Commonly, GSM network operators support the non-transparent CSD bearer service through a modem interworking function. This means that a mobile station (mobile phone) initiates a data call and the network routes the call to the modem interworking function, which is located at the Mobile Switching Centre (MSC) of the GSM network, which then dials the number supplied by the mobile station. This is different from voice calls, where the GSM network routes the call itself, often to another mobile station on the same network. The GSM network doesn't route data calls; it dials the requested number on behalf of the mobile station and leaves the routing to the external wireline telephone network. The main reason for this is that the GSM network has information about what the user wants to do with the data call. Maybe the user is contacting his Internet Service Provider (ISP) to send email or maybe he is dialling his corporate intranet to set up a virtual private network (VPN) connection to retrieve confidential customer information from a company database. The GSM network also does not know what speeds and compression are supported by the connection it dials. It has to take a "lowest common denominator" approach, just like a wireline modem does when it dials an ISP. Like a wireline modem, it has to conduct a complex conversation modem-to-modem, to configure speeds and compression, every time it dials. This modem-to-modem conversation accounts for most of the delay when a call from a laptop or WAP phone is established.
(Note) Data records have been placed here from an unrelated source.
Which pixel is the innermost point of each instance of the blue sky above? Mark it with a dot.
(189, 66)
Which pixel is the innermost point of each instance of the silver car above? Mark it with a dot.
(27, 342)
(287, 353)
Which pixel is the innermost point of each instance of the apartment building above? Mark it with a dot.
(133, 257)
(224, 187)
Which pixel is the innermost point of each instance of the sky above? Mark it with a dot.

In addition to modem-to-modem calls most of the GSM networks today can also use ISDN to set-up calls from the MSC interworking function. In this case, there is no need for the long CSD call set-up. The selection whether an ISDN or a modem-to-modem call is established is done by adding a special AT command set in the dial-up networking settings. The details about the AT command settings for the mobile station in use calls, can be found on the web pages of the mobile phone vendors.